正直なカメラが捉えた希林さんは、美しかった。
手鏡の中の自分の顔をじっと見て、法令線を撫でながら、呟く。
「これ、みんな伸ばそうとするんだれど、これがいいのよね」。
老いていくこと、年を重ねること、病をえること、命の限りを知ること。
あるがままの自分を引き受ける女優の肌は
赤子のように滑らかで無垢な透明感があって、本当に美しかった。
そんな希林さんに髪を整えようとした若いメイクさんが
「どうしますか?」と意向を尋ねた時の場面。
「私はイメージ持ってないから、あなたの思うようにやって。私に聞かないで」。
ぴしゃりと突き放したように言った後、手を動かし始めたメイクさんに呟く。
「大丈夫よ、あなたに責任なんか負わせないから」。
あああ・・・”樹木希林”は、人を育てようとしていたのだ。
人を活かそうとしていたのだ。最後の最後まで。
作品の終盤、希林さんは自らのPET画像までカメラに見せる。
自分の余命宣告すら、作品の肝に差し出そうとする度量。
自分が美しくあろうとジタバタするか、
人を輝かせるためにジタバタするか。
女優さんの生き方は色々あるだろうけれど、
”樹木希林”は美しい人だった。
ドキュメンタリーのラストカット。
結果的に生涯最後の撮影となった出番を終えて、
ロケ現場の薄暗い廊下をゆっくりゆっくり歩いて遠ざかる後ろ姿を
密着カメラがそっと追う。
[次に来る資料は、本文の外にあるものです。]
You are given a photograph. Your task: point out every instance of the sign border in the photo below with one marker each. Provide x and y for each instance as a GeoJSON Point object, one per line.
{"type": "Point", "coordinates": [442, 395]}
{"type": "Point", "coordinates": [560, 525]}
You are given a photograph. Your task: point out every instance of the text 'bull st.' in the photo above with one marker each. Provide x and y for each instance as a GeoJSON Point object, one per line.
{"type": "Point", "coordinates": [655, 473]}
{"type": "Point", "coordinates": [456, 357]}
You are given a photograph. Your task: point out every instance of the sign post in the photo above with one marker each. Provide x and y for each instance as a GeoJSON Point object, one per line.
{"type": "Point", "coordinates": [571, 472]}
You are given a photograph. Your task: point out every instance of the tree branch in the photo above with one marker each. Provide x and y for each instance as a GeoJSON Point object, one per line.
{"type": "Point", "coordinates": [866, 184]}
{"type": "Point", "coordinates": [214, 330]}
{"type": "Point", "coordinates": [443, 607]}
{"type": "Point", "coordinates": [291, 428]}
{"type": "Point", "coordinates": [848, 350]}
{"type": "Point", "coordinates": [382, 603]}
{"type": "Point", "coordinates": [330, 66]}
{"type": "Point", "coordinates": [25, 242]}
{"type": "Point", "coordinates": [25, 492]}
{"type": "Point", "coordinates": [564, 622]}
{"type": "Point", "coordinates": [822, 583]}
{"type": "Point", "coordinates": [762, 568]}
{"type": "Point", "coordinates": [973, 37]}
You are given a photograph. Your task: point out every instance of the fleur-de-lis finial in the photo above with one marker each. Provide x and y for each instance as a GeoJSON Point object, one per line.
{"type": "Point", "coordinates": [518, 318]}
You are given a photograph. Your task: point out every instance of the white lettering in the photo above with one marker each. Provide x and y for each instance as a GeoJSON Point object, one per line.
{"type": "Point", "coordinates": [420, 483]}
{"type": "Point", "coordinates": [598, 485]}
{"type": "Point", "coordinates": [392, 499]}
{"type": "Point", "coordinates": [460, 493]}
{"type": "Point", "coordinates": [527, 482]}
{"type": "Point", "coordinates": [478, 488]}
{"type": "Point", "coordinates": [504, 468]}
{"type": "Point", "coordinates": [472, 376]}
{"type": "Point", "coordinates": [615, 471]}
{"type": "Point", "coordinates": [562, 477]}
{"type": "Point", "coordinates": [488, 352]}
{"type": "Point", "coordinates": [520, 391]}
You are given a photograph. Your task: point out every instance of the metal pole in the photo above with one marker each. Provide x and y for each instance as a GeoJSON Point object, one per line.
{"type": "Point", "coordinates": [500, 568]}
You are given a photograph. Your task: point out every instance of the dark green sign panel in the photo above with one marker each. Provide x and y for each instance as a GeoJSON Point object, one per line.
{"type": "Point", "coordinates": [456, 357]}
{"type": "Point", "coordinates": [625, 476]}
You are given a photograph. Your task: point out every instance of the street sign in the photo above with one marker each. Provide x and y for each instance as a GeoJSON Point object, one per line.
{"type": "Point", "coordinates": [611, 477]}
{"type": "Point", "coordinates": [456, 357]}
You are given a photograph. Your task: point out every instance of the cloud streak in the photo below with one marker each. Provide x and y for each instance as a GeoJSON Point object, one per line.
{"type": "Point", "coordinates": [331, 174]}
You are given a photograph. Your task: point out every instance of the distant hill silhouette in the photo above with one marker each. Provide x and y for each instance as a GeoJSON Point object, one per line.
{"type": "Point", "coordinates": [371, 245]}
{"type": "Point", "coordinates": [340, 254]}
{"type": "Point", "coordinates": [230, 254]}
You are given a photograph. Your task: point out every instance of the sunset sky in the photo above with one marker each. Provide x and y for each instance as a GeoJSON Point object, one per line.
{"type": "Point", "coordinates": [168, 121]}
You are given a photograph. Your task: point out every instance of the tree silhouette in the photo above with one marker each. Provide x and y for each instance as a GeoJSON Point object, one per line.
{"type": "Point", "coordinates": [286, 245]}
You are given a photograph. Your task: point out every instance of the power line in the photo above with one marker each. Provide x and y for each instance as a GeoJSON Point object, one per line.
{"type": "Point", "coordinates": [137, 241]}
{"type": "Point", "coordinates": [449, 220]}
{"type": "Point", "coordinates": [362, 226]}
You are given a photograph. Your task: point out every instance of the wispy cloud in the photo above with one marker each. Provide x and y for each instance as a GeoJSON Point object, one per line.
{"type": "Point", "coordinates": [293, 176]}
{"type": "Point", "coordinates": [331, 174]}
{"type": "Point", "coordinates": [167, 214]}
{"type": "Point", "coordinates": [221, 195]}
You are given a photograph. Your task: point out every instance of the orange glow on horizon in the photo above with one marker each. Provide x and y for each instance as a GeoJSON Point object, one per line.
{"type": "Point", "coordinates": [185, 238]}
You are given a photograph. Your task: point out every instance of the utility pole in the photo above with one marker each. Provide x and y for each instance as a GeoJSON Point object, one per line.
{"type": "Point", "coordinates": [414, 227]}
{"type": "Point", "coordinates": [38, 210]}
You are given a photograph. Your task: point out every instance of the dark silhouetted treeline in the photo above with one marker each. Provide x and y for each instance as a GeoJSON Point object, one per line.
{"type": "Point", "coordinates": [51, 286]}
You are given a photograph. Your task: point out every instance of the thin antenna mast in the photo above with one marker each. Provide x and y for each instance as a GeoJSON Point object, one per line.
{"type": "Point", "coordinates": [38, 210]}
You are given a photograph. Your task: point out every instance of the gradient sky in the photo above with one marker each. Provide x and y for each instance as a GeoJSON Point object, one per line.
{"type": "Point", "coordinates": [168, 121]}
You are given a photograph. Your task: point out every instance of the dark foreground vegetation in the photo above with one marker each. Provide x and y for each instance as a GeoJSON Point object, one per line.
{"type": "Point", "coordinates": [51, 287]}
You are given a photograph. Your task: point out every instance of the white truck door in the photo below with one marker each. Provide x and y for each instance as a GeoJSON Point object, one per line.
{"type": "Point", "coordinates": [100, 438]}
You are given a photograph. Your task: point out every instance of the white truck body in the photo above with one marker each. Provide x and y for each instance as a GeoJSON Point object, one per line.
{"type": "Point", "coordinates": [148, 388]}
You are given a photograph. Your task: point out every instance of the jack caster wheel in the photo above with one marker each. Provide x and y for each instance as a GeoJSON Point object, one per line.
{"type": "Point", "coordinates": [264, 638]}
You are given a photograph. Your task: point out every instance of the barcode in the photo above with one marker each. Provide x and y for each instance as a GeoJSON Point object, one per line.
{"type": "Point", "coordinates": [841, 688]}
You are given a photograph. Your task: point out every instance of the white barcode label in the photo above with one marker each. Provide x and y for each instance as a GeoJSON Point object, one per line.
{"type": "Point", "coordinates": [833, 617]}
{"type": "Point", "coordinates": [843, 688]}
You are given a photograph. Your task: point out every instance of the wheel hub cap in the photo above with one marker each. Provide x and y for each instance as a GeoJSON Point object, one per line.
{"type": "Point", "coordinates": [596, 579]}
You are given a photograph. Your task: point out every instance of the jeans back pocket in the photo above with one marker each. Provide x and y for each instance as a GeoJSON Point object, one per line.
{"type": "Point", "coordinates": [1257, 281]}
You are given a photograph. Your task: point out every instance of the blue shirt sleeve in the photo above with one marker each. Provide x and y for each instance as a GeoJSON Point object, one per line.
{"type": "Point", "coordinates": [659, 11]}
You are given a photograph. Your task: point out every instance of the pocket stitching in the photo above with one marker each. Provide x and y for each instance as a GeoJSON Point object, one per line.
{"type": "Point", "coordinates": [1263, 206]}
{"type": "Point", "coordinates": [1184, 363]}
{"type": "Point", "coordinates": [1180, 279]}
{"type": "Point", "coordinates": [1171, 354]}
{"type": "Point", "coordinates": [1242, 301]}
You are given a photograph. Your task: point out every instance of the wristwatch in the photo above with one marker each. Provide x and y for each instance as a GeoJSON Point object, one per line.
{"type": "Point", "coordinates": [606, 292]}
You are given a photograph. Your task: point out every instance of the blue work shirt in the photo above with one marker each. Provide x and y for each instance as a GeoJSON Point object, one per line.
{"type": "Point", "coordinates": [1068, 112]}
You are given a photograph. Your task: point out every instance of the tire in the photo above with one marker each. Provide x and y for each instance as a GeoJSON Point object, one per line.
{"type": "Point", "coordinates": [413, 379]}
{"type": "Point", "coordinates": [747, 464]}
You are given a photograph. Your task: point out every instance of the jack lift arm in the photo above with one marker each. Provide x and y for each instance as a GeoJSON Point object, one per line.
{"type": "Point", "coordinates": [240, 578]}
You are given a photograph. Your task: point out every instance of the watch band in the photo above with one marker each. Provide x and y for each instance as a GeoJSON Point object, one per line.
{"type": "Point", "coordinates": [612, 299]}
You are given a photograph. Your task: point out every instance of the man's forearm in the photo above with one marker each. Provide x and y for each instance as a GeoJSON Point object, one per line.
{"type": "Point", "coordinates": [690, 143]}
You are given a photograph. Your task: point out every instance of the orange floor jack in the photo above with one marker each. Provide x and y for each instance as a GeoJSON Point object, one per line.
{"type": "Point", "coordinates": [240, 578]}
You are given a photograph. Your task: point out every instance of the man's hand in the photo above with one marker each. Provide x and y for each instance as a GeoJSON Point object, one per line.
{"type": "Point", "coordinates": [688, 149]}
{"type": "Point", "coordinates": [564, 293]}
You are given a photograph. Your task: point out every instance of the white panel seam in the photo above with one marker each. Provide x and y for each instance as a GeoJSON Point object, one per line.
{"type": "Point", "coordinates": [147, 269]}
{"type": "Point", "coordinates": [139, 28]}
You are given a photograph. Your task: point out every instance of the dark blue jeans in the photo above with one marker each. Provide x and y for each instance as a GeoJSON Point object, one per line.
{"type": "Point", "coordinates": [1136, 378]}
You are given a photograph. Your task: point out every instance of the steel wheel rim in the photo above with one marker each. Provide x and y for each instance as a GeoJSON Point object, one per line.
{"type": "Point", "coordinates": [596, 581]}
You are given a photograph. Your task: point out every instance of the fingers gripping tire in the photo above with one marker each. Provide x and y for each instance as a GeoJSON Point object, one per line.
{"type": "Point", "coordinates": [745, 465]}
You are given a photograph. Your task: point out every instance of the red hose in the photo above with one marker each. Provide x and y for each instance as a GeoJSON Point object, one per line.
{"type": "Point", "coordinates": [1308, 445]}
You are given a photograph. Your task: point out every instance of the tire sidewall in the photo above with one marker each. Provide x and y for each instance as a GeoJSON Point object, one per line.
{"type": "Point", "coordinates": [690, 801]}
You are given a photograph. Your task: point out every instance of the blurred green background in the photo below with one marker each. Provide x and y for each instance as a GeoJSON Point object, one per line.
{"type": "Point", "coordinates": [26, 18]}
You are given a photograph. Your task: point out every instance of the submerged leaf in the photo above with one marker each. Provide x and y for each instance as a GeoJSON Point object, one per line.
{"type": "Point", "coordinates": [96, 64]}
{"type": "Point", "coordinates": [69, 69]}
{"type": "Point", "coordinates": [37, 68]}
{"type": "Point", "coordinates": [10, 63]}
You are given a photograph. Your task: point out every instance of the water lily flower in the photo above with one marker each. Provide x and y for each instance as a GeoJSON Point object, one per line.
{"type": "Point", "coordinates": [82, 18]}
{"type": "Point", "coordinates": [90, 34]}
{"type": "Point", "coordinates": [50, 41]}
もう夜遅い時間。
美しい人は最後の言葉まで、人を思いやっていた。
「あなた電車なくなっちゃうんじゃないの?」。
希林さん。
自分の法令線を愛します。
つまらないことで
ジタバタしません。
美しい人よ。
(写真は)
六花亭のお月見和菓子。
「名月」。
今年の名月はことのほか美しかった。
色々あった秋だから、かな。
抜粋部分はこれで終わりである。